Certain visual motifs and clichés litter the film. Creepy pair of twins, a black sheep and ominous shapes figures prominently. The main protagonist is, of course, a young pale virgin female. Her perceived innocence and how it becomes tarnished by the sin around her becomes of most importance to the film’s underlying thematic intentions. The Witch is not so much about the horror of witch’s actions but about the horror of humanity’s actions in response to a perceived ‘witch’. When this concept becomes realized towards the end of the film, it provides a substantial conclusion to an otherwise mundane film. The ending is definitely worth the watch and retroactively justifies much chaos, convolution, and contrivance found throughout the film.
In an interview for an A.V.Club article Eggers expressed that feminism was the movies political subtext. In fact it got an endorsement from a group called the Satanic Temple, which said it “departs from the victim narrative of witchcraft” as a “declaration of feminine independence. Looking back in history, it’s clear that the evil witch is-it embodies men’s fear and ambivalences and fantasies about women and female power. In that period, the evil witch was also fears and ambivalences about themselves and their power. Eggars actually spent five years making this film and four to write and finance it. He worked as a part time production designer so he could spend more time in the library for research. In Eggars thought process, the films that are most atmospheric and transferable are approached with memory.
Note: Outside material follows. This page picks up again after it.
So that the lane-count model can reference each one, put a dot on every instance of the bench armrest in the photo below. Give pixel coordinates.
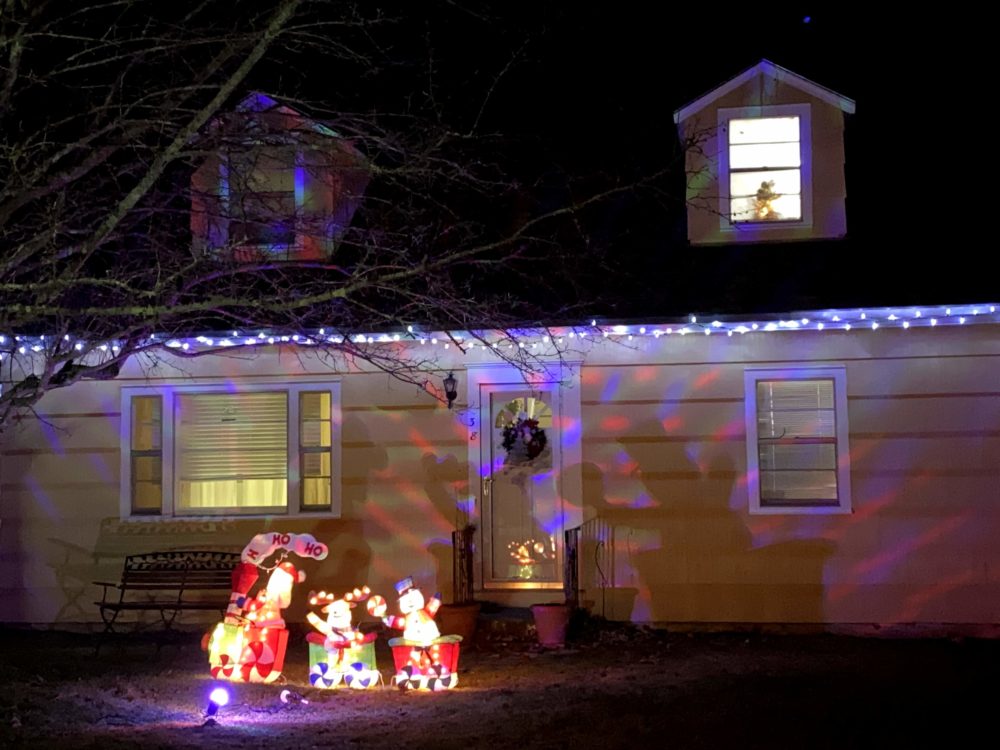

The film is dark, exposure-wise as well as in subject matter. The DP and Eggars spent a great deal of time in recreations of these kinds of houses from New England, trying to understand what it would really be like to live during this time. The realization of the darkness and the sounds of nature are intense! The cameras the production used worked very well with low light. All natural light was used and the interiors were lit with flame. The farm used for the setting was built authentically; production used period construction methods and tools to make it look parallel. The music for scenes in the movie was inspired by 17th and 20th century. Eggars also decided to use voices in his music during pre production.
Eggars isn’t looking forward to contemporary filmmaking, historical films are his niches. He will be remaking Nosferatu and another film called The Knight.